NEW YORK, April 15, 2021 /PRNewswire-PRWeb/ -- panOpen, a courseware company that helps educational institutions adopt Open Educational Resources (OER), announced today the release of groundbreaking, interactive courseware for Texas Government, a required course for all public higher education students in Texas.
The work, which is being released under a Creative Commons CC-BY-NC license, has been designed, organized, and authored collaboratively by community college teaching faculty from across the state. They not only have Texas government expertise, but also an understanding of how best to reach students with the subject matter through decades of experience teaching it.
Upon reviewing the work, Dr. Reed Welch, Teel Bivins Professor of American Politics at West Texas A & M University, commented, ""I was impressed how this text covered topics in more depth (than others he was considering and using), with better explanation but I didn't see superfluous coverage."
Relying on an open model for usage and for its production, panOpen's Texas Government improves equity of access for economically disadvantaged communities, and shifts the authorship from a single perspective to a multiplicity of voices. This replaces the conventional "edition cycle" with a work that is always in development, extending and iterating, and, crucially for faculty adopters, enables localization of materials and includes community-specific content.

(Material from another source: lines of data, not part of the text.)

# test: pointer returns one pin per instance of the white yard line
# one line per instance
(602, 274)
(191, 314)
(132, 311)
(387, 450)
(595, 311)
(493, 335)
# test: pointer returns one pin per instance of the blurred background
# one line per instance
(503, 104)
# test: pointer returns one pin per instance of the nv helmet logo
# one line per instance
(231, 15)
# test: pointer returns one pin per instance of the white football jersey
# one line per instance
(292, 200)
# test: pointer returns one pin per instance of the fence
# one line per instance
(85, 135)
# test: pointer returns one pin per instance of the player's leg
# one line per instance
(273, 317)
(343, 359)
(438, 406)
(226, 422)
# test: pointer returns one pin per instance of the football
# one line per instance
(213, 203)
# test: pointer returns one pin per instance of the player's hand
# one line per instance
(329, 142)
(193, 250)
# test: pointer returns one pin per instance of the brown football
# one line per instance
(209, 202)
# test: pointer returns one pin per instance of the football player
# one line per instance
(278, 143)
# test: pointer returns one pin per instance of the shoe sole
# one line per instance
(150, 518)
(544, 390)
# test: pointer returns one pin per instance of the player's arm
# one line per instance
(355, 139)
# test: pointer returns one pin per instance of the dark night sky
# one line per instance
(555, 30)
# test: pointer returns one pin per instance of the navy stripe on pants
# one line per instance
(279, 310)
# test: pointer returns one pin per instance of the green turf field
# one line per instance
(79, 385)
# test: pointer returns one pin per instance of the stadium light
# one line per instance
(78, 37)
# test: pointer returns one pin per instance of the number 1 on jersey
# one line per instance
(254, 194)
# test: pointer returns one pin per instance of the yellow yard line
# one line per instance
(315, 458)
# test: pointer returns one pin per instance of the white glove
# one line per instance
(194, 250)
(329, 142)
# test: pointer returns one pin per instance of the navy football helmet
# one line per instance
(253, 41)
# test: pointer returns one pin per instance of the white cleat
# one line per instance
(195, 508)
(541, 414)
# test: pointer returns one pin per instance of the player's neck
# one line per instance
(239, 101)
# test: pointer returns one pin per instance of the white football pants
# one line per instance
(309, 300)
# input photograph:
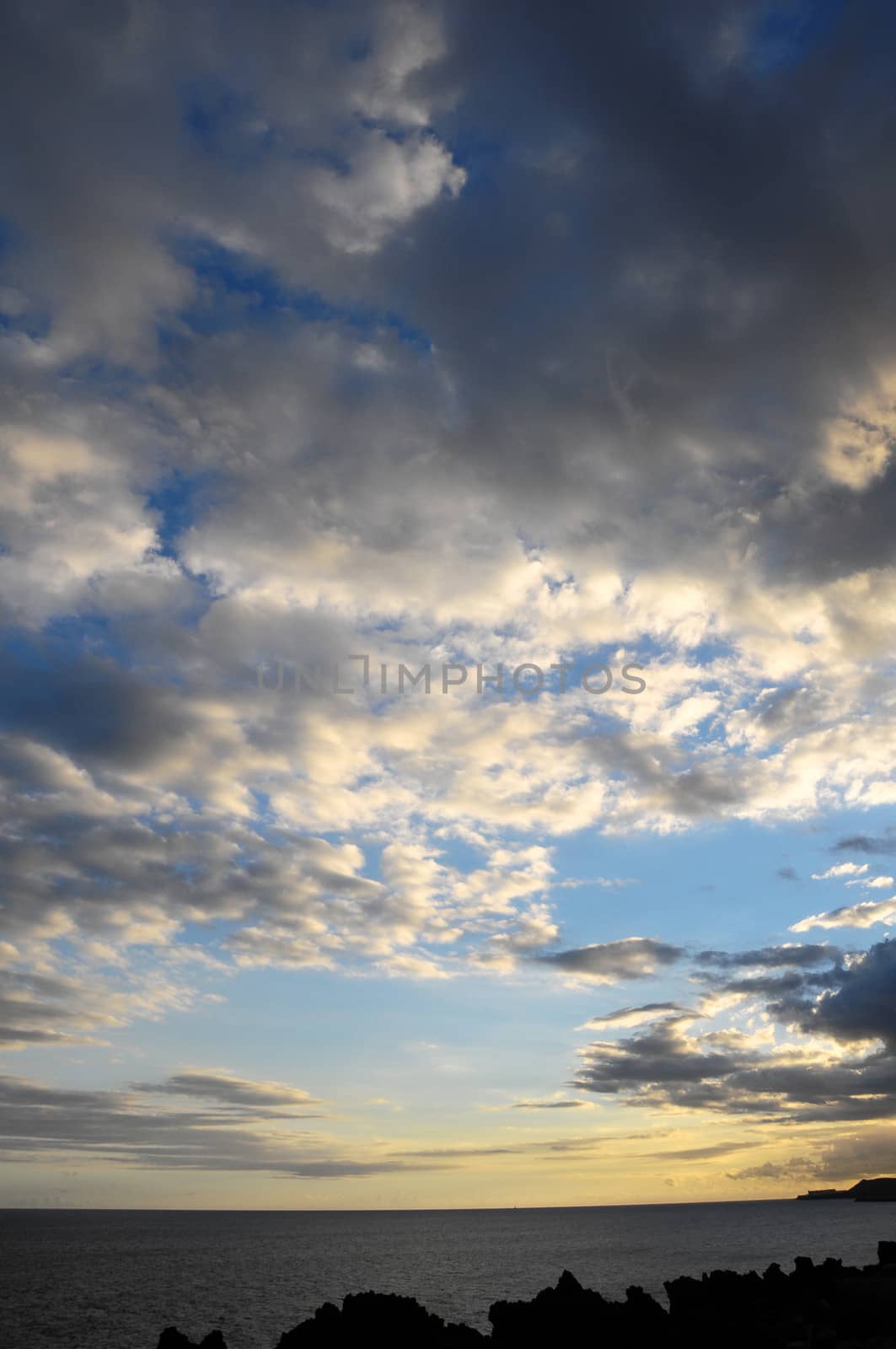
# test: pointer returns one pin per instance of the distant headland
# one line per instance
(864, 1191)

"It's a compelling collaboration. The faculty authors brought the writing talent, curation of open resources, and a strong understanding of what works in the classroom," noted Dr. Terry Gilmour, Professor of Government at Midland College, where she runs the honors program, "panOpen brought the tools for faculty and students, the editorial support, and the learning design." Professor Gilmour, who was awarded Teacher of the Year, contributed the chapters on political culture and local government.
The Government Department at Houston Community College has a strong presence in this iteration of the work, with contributions from three of its faculty: Professors Mark Shomaker, Andrew Teas, and Penny Watson. Professor Shomaker, who previously co-authored a Texas government textbook with a major publisher, noted the difference in the experience between commercial and openly licensed textbook authorship: "This is an approach that blends the best of open and commercial. As an open resource, we can adapt quickly to the changing circumstance and keep costs low to students; at the same time, the model preserves the recognition that authors deserve for their work. This has been a missing piece until now in open publishing models." Professor Shomaker contributed chapters on the court system of Texas, interest groups and the Texas criminal justice system, and co-authored the chapter on the executive branch of Texas government.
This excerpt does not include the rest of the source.